El papa Benedicto XVI advirtió hoy de que existe un intento de "marginar" la fe en la vida pública y apostó por que la Iglesia Católica lleve a cabo una evangelización con un "renovado vigor" para llegar a la sociedad actual.

"La crisis que se experimenta lleva consigo las señas de la exclusión de Dios de la vida de las personas, de una generalizada indiferencia hacia la misma fe cristiana, hasta el intento de marginarla de la vida pública", afirmó Benedicto XVI durante una audiencia con los participantes del plenario del Consejo Pontificio para la Promoción de la Nueva Evangelización.

"En las décadas pasadas aún era posible reencontrar un sentido cristiano general que unificaba el sentir común de enteras generaciones, crecidas a la sombra de la fe que había plasmado la cultura. Hoy, desafortunadamente, se asiste al drama de la fragmentación que no permite ya tener un referente unificador", añadió.

El papa dijo además que a menudo se verifica el "fenómeno" de personas que quieren pertenecer al Catolicismo, pero que tienen una visión de la vida que choca con la fe, e indicó que, a pesar de que hoy parece más complicada la evangelización, el "compromiso" de la Iglesia Católica tiene que ser "idéntico".

El anuncio de la muerte y la resurrección de Jesús "necesita hoy de un renovado vigor para convencer al hombre contemporáneo, a menudo distraído e insensible. La nueva evangelización, por esto, tendrá que encargarse de encontrar las vías para hacer más eficaz el anuncio de la salvación, sin la que la existencia personal permanece en su contradicción y carente de lo esencial", señaló Benedicto XVI.

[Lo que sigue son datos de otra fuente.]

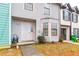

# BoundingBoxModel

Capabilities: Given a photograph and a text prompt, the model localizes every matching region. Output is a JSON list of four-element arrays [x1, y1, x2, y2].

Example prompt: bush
[[38, 36, 45, 43], [59, 38, 63, 42]]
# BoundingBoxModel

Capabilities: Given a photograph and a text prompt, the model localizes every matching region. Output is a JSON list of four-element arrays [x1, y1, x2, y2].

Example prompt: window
[[73, 28, 77, 35], [51, 23, 57, 36], [73, 28, 79, 38], [24, 3, 33, 11], [77, 29, 79, 38], [44, 7, 50, 15], [72, 13, 78, 23], [63, 10, 71, 21], [43, 22, 48, 36]]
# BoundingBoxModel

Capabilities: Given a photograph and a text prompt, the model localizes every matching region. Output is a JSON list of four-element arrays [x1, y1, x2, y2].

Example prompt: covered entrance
[[60, 26, 70, 40], [61, 28, 66, 40], [12, 18, 35, 42]]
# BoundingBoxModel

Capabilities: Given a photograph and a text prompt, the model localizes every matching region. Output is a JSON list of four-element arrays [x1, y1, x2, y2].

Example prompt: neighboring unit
[[0, 3, 11, 49], [12, 3, 60, 42], [60, 3, 79, 41]]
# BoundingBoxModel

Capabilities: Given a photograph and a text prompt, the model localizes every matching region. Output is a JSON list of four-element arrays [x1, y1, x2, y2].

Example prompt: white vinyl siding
[[73, 28, 79, 38], [72, 13, 78, 23]]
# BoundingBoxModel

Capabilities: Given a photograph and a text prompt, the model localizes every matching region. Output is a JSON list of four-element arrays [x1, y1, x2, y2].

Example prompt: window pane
[[44, 7, 50, 15], [77, 29, 79, 38], [51, 29, 57, 36], [24, 3, 33, 11], [63, 10, 71, 21]]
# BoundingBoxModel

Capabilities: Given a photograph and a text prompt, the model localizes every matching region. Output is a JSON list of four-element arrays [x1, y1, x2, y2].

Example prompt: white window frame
[[44, 7, 50, 15], [51, 23, 57, 36], [24, 3, 33, 11]]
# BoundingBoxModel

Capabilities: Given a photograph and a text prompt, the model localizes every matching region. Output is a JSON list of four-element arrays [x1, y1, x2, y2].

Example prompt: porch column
[[48, 19, 51, 42]]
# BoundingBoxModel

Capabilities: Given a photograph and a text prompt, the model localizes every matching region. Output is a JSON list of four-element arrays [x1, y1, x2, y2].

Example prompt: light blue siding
[[0, 3, 11, 46]]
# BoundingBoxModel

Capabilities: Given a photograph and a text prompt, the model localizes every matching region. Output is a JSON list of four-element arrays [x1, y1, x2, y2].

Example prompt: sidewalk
[[20, 45, 43, 56]]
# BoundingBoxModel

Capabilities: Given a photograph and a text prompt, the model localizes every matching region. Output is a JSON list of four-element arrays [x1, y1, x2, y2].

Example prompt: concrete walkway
[[20, 45, 43, 56], [64, 41, 79, 45]]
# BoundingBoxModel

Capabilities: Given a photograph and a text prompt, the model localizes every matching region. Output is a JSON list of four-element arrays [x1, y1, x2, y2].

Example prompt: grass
[[0, 47, 21, 56], [34, 43, 79, 56]]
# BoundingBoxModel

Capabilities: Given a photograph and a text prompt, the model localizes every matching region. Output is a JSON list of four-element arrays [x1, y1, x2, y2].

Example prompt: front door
[[61, 28, 66, 40], [22, 22, 33, 41]]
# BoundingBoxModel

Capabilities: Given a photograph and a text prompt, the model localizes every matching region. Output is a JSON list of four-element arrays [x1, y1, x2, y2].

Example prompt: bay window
[[43, 22, 48, 36], [51, 23, 57, 36]]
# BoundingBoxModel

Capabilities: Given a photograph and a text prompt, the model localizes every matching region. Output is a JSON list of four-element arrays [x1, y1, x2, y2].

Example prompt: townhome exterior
[[60, 3, 79, 41], [0, 3, 79, 48], [12, 3, 60, 42], [0, 3, 11, 49]]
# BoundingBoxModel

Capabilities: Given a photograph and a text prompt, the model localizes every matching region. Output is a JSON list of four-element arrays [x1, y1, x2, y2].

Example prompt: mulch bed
[[34, 42, 79, 56], [0, 47, 21, 56]]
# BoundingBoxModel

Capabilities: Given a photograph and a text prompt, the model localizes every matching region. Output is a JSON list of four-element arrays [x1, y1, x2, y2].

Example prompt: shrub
[[59, 38, 63, 42], [37, 36, 45, 43]]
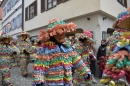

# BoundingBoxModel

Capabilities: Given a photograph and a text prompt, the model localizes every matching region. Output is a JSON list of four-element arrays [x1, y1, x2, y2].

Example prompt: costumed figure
[[100, 9, 130, 86], [30, 38, 42, 62], [74, 31, 97, 86], [17, 31, 36, 77], [0, 33, 20, 86], [33, 19, 91, 86]]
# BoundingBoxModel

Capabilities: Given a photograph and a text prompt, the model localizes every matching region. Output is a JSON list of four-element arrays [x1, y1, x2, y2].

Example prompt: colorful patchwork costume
[[0, 34, 20, 86], [17, 31, 35, 77], [74, 31, 96, 86], [33, 19, 91, 86], [100, 9, 130, 86]]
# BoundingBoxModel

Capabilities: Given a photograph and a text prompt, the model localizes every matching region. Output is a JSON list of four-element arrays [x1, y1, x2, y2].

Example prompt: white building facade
[[1, 0, 22, 38], [24, 0, 130, 48]]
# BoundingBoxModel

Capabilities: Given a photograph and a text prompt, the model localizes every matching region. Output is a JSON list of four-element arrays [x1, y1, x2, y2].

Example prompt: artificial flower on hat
[[38, 19, 76, 41], [18, 31, 30, 38]]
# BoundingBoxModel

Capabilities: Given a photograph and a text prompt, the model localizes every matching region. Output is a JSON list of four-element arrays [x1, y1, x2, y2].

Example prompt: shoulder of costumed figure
[[17, 31, 30, 38], [38, 19, 76, 41], [0, 33, 13, 41], [113, 9, 130, 53]]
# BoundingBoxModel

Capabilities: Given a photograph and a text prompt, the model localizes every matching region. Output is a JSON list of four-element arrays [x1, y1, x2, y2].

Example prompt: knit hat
[[38, 19, 76, 41], [18, 31, 30, 38], [75, 30, 93, 39]]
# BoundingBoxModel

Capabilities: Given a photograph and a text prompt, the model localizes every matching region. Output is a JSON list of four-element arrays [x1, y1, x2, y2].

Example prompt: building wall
[[2, 0, 22, 37], [67, 14, 114, 50], [24, 0, 100, 31], [127, 0, 130, 8], [2, 0, 22, 21], [100, 0, 129, 17]]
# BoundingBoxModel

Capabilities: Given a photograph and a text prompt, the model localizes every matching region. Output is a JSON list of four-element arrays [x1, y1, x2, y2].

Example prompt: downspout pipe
[[22, 0, 24, 31]]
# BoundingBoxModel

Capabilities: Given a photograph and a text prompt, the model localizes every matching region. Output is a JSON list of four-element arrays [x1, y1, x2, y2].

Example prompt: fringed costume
[[17, 31, 36, 77], [74, 31, 94, 86], [100, 9, 130, 86], [33, 19, 91, 86]]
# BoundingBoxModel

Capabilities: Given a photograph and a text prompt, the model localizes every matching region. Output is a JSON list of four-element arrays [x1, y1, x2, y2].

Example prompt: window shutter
[[57, 0, 63, 4], [41, 0, 45, 12], [15, 17, 18, 29], [25, 7, 28, 21], [124, 0, 127, 8], [34, 0, 37, 16], [20, 13, 22, 26]]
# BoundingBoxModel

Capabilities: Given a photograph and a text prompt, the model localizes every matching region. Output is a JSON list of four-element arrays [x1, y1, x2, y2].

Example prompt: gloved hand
[[84, 72, 91, 80], [23, 50, 27, 53]]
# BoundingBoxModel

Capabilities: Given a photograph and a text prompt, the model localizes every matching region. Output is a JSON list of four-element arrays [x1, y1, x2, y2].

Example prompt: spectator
[[97, 40, 106, 60], [97, 40, 107, 78]]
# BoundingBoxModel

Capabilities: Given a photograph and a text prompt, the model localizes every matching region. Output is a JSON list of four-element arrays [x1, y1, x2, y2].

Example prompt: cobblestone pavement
[[0, 64, 101, 86]]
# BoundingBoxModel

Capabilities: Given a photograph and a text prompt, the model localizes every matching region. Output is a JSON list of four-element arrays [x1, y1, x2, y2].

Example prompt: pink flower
[[84, 30, 93, 38]]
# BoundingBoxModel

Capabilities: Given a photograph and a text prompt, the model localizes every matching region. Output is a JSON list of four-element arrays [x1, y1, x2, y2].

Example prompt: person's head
[[3, 38, 10, 44], [101, 40, 106, 45], [21, 34, 27, 40], [54, 33, 65, 43]]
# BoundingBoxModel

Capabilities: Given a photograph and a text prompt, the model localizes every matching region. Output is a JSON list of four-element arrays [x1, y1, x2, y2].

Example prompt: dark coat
[[97, 45, 106, 60]]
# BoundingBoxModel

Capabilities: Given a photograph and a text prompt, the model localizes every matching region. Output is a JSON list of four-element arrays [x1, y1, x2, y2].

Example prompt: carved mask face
[[3, 38, 10, 44]]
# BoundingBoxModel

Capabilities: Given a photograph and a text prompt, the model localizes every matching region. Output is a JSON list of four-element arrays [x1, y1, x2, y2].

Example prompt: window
[[10, 20, 14, 31], [41, 0, 45, 12], [102, 31, 107, 39], [3, 7, 6, 17], [13, 18, 17, 30], [47, 0, 57, 9], [41, 0, 68, 12], [25, 0, 37, 21], [117, 0, 127, 8]]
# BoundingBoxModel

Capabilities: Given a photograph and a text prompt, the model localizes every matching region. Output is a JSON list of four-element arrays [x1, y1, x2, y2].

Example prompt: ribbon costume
[[74, 31, 96, 86], [33, 19, 91, 86], [100, 9, 130, 86], [17, 31, 36, 77], [0, 33, 20, 86]]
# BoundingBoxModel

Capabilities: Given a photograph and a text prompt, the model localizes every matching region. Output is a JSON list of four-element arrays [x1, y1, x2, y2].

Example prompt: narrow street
[[0, 64, 101, 86]]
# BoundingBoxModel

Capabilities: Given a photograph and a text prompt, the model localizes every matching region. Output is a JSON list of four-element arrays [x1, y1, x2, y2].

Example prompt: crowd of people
[[0, 7, 130, 86]]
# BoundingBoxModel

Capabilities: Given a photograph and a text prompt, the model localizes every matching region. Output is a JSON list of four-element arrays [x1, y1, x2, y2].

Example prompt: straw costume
[[74, 31, 96, 86], [33, 19, 91, 86], [0, 33, 20, 86], [100, 9, 130, 86], [17, 31, 35, 77]]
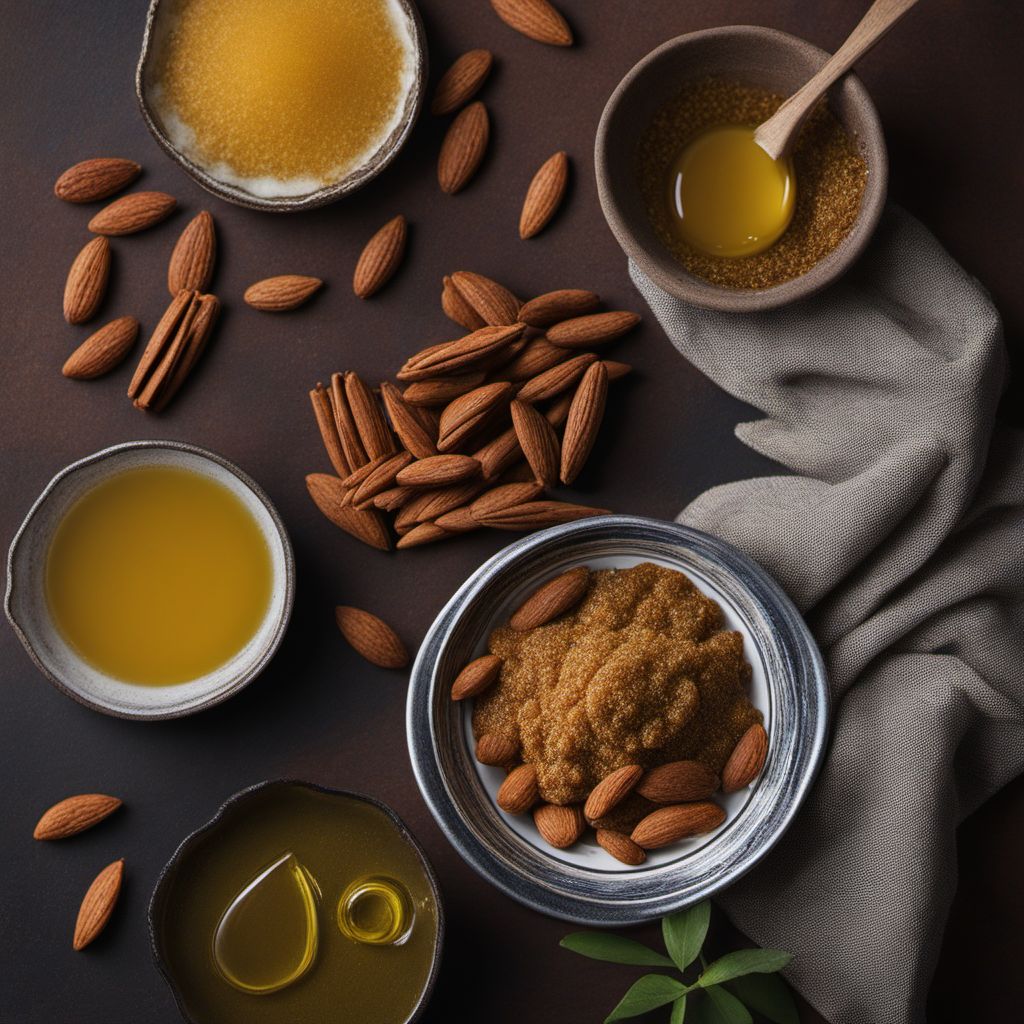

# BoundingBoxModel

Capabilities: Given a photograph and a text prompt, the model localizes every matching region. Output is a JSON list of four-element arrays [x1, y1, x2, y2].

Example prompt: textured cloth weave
[[631, 208, 1024, 1024]]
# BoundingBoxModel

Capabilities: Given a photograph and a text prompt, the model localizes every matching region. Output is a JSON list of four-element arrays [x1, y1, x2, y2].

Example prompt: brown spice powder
[[638, 78, 867, 289]]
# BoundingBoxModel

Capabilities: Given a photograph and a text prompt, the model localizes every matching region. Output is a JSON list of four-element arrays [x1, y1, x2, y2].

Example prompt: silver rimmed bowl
[[407, 516, 828, 926]]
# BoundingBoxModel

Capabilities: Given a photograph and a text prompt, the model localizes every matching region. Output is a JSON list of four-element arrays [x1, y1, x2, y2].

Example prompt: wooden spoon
[[754, 0, 918, 160]]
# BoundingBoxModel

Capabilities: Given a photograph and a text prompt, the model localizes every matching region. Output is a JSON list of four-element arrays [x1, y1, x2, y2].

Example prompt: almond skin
[[630, 802, 725, 850], [167, 210, 217, 295], [334, 604, 409, 669], [452, 654, 502, 700], [722, 722, 768, 793], [53, 157, 142, 203], [60, 316, 138, 381], [243, 273, 324, 313], [352, 213, 408, 299], [437, 100, 490, 196], [430, 50, 494, 116], [32, 793, 121, 840], [519, 151, 569, 239], [72, 858, 125, 949], [63, 238, 111, 324], [89, 191, 177, 234]]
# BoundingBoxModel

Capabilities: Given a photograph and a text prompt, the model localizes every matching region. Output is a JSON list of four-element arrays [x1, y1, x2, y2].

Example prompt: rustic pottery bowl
[[135, 0, 428, 213], [594, 26, 889, 312], [4, 441, 295, 721], [150, 779, 444, 1024], [407, 516, 828, 926]]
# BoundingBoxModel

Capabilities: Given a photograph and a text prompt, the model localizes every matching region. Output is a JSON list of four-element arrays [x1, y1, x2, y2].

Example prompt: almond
[[476, 732, 519, 768], [509, 565, 600, 626], [519, 151, 569, 239], [534, 804, 587, 850], [167, 210, 217, 295], [72, 858, 125, 949], [548, 310, 640, 348], [519, 288, 601, 328], [490, 0, 572, 46], [352, 214, 408, 299], [452, 654, 502, 700], [437, 100, 490, 196], [449, 270, 521, 327], [561, 362, 608, 484], [630, 802, 725, 850], [722, 722, 768, 793], [60, 316, 138, 381], [430, 50, 494, 115], [496, 765, 540, 814], [243, 273, 324, 313], [512, 401, 559, 487], [63, 238, 111, 324], [32, 793, 121, 839], [583, 765, 643, 821], [89, 193, 177, 234], [637, 761, 718, 804], [53, 157, 142, 203], [334, 604, 409, 669]]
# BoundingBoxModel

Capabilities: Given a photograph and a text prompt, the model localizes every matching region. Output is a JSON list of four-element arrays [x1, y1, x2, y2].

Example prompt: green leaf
[[604, 974, 686, 1024], [662, 900, 711, 971], [697, 949, 793, 988], [558, 932, 675, 967], [729, 974, 800, 1024]]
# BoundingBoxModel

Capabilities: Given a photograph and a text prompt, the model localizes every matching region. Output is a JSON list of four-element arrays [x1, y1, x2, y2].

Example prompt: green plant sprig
[[559, 900, 800, 1024]]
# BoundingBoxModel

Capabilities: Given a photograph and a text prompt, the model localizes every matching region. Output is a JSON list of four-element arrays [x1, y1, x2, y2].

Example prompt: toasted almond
[[63, 238, 111, 324], [519, 288, 601, 328], [495, 765, 540, 814], [636, 761, 718, 804], [450, 270, 521, 327], [452, 654, 502, 700], [519, 150, 569, 239], [167, 210, 217, 295], [437, 100, 490, 196], [430, 50, 494, 115], [509, 565, 600, 626], [597, 828, 647, 867], [722, 722, 768, 793], [490, 0, 572, 46], [583, 765, 643, 821], [334, 604, 409, 669], [32, 793, 121, 840], [60, 316, 138, 381], [352, 214, 408, 299], [560, 362, 608, 484], [630, 801, 725, 850], [53, 157, 142, 203], [548, 310, 640, 348], [476, 732, 519, 768], [243, 273, 324, 313], [534, 804, 587, 850], [89, 191, 177, 234]]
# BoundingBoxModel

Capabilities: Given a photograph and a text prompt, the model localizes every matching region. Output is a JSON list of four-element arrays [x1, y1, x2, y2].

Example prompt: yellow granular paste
[[473, 562, 762, 804]]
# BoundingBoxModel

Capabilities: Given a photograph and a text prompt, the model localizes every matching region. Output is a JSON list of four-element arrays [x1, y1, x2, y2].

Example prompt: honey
[[46, 466, 272, 686], [153, 0, 415, 196]]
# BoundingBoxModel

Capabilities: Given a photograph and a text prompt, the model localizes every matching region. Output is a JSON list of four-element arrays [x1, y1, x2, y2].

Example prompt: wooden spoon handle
[[754, 0, 918, 160]]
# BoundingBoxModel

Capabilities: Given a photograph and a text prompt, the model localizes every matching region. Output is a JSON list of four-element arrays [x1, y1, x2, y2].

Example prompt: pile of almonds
[[306, 270, 640, 550]]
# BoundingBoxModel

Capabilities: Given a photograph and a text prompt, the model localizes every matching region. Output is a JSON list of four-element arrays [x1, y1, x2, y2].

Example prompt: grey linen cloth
[[631, 208, 1024, 1024]]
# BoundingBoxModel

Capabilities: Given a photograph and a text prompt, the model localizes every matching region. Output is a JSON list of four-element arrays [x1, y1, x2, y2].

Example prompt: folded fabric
[[630, 208, 1024, 1024]]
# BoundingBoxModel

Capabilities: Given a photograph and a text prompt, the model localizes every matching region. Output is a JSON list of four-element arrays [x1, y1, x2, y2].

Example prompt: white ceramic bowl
[[4, 441, 295, 721]]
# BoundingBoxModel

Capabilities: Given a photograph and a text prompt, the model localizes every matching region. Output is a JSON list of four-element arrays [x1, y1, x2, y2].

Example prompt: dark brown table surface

"Incluso en quien sigue vinculado a las raíces cristianas, pero vive la difícil relación con la modernidad, es importante hacer entender que el ser cristiano no es una especie de traje para llevar en privado o en ocasiones particulares, sino que es una cosa viva y totalizadora, capaz de asumir todo lo que hay de bueno en la modernidad", agregó.